Bei hide steht da "none", bei show "block".

Wenn ich den Button "löschen" klicke, öffnet sich ordnungsgemäß die Bestätigungsbox. Wenn ich nun "nein" drücke, dann wird anscheinend der löschen-Button erneut geklickt, sodass die hide-Methode zwar ausgeführt wird, aber unmittelbar danach wieder die show-Methode, sodass man es einfach nicht sieht und den Anschein erweckt, dass die Box garnicht erst verschwindet. Wenn ich den "Nein"-Button drücke, wird der "Löschen"-Button ebenfalls mit betätigt... ich seh, dass da sich beim Firefox beim Buttonklick ja der enthaltene Text etwas verscheibt. Im Internetexplorer ist das nicht der Fall...  Die beiden Elemente sind ja auch nicht untergeordnet, sonder sollte unabhängig voneinander sein.

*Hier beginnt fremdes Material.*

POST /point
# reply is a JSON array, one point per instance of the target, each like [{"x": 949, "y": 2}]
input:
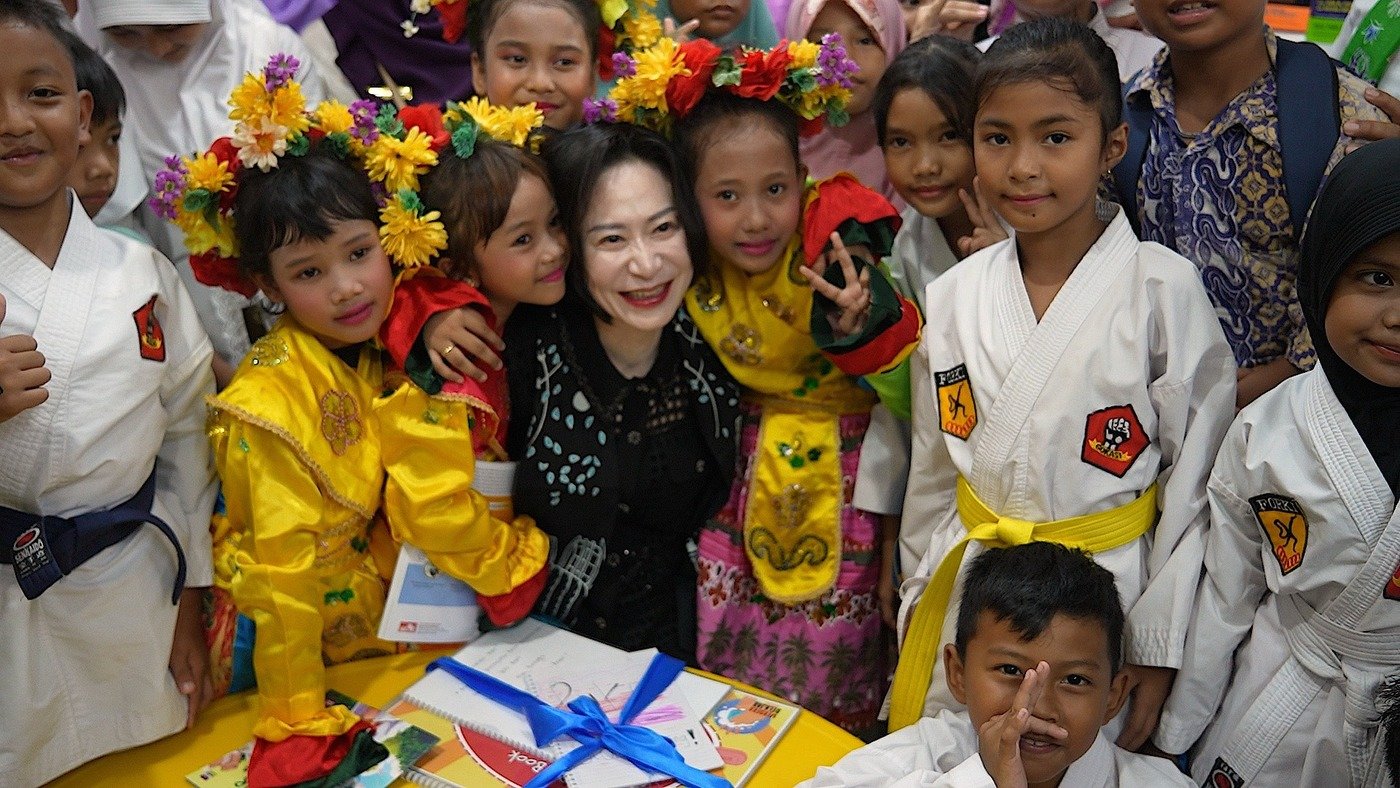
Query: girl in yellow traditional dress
[
  {"x": 788, "y": 567},
  {"x": 326, "y": 463}
]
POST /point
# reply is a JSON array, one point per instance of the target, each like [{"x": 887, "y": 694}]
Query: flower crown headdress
[
  {"x": 667, "y": 80},
  {"x": 394, "y": 147}
]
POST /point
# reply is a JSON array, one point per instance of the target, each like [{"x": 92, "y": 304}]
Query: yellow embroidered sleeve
[
  {"x": 276, "y": 500},
  {"x": 429, "y": 500}
]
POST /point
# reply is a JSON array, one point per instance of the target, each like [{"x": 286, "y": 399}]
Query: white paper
[{"x": 426, "y": 605}]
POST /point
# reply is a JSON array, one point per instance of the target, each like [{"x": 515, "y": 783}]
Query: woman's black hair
[
  {"x": 97, "y": 77},
  {"x": 1031, "y": 584},
  {"x": 303, "y": 198},
  {"x": 721, "y": 112},
  {"x": 944, "y": 69},
  {"x": 578, "y": 160},
  {"x": 1061, "y": 53},
  {"x": 483, "y": 14}
]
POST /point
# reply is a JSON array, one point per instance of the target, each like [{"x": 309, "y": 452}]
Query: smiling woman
[{"x": 623, "y": 417}]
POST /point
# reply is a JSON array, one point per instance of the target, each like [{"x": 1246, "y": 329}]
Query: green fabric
[
  {"x": 893, "y": 388},
  {"x": 1375, "y": 42},
  {"x": 364, "y": 753},
  {"x": 885, "y": 308}
]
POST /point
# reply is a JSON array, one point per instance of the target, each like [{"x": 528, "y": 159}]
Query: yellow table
[{"x": 227, "y": 725}]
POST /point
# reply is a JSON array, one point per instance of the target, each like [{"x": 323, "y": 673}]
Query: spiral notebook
[{"x": 555, "y": 665}]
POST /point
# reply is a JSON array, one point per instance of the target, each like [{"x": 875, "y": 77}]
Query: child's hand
[
  {"x": 853, "y": 301},
  {"x": 1150, "y": 687},
  {"x": 459, "y": 339},
  {"x": 1371, "y": 130},
  {"x": 679, "y": 34},
  {"x": 23, "y": 374},
  {"x": 956, "y": 18},
  {"x": 1000, "y": 736},
  {"x": 986, "y": 230},
  {"x": 189, "y": 654}
]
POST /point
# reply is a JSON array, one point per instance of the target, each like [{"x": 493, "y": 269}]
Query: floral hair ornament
[
  {"x": 272, "y": 121},
  {"x": 667, "y": 80},
  {"x": 452, "y": 13},
  {"x": 627, "y": 27}
]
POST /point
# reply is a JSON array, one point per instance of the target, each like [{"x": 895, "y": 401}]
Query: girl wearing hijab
[
  {"x": 1302, "y": 560},
  {"x": 872, "y": 32},
  {"x": 178, "y": 60}
]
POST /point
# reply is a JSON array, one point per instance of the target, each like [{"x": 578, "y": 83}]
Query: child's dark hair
[
  {"x": 942, "y": 67},
  {"x": 42, "y": 16},
  {"x": 303, "y": 198},
  {"x": 1061, "y": 53},
  {"x": 1031, "y": 584},
  {"x": 721, "y": 112},
  {"x": 475, "y": 195},
  {"x": 577, "y": 161},
  {"x": 483, "y": 14},
  {"x": 1388, "y": 701},
  {"x": 95, "y": 77}
]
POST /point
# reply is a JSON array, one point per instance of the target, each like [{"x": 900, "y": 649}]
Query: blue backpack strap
[
  {"x": 1137, "y": 112},
  {"x": 1309, "y": 122}
]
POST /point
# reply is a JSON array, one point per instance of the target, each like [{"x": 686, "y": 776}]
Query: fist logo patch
[
  {"x": 1113, "y": 438},
  {"x": 150, "y": 338},
  {"x": 1284, "y": 525},
  {"x": 956, "y": 410}
]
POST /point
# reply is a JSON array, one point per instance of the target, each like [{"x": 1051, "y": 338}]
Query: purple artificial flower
[
  {"x": 363, "y": 112},
  {"x": 280, "y": 69},
  {"x": 168, "y": 189},
  {"x": 833, "y": 66},
  {"x": 623, "y": 66},
  {"x": 599, "y": 111}
]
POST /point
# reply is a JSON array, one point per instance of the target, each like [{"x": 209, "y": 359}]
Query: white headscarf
[{"x": 111, "y": 13}]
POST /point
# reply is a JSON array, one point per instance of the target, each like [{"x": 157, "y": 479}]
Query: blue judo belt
[{"x": 44, "y": 549}]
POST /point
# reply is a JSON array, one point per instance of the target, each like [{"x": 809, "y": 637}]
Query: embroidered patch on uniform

EDIT: den Source darf ich leider nicht veröffentlichen...


----------



## faetzminator (29. Nov 2011)

Und du bist sicher, dass diese Funktion zum einblenden nur vom Button aufgerufen wird?


----------



## Evil-Devil (29. Nov 2011)

Smoothi hat gesagt.:


> Wenn ich den Button "löschen" klicke, öffnet sich ordnungsgemäß die Bestätigungsbox. Wenn ich nun "nein" drücke, dann wird anscheinend der löschen-Button erneut geklickt, sodass die hide-Methode zwar ausgeführt wird, aber unmittelbar danach wieder die show-Methode, sodass man es einfach nicht sieht und den Anschein erweckt, dass die Box garnicht erst verschwindet. Wenn ich den "Nein"-Button drücke, wird der "Löschen"-Button ebenfalls mit betätigt... ich seh, dass da sich beim Firefox beim Buttonklick ja der enthaltene Text etwas verscheibt. Im Internetexplorer ist das nicht der Fall...  Die beiden Elemente sind ja auch nicht untergeordnet, sonder sollte unabhängig voneinander sein.


Die beiden Knöpfe liegen nicht zufällig übereinander? Hatte das mal in einem Projekt das die Klicks durchgereicht wurden. Was ist wenn du die Funktion über die Konsole mit ihren Parametern aufrufst? Dann sollte ja an sich die Logik richtig feuern. (Firebug Konsole)


----------



## Smoothi (30. Nov 2011)

Lösung: Ich habe aus dem hutputLabel h:form gemacht, so funktioniert es


----------



## Smoothi (30. Nov 2011)

Form brachte einen neuen Fehler XD

Ein Button der sich untendrunter befand funktionierte nicht mehr...

hutputFormat klappt aber


----------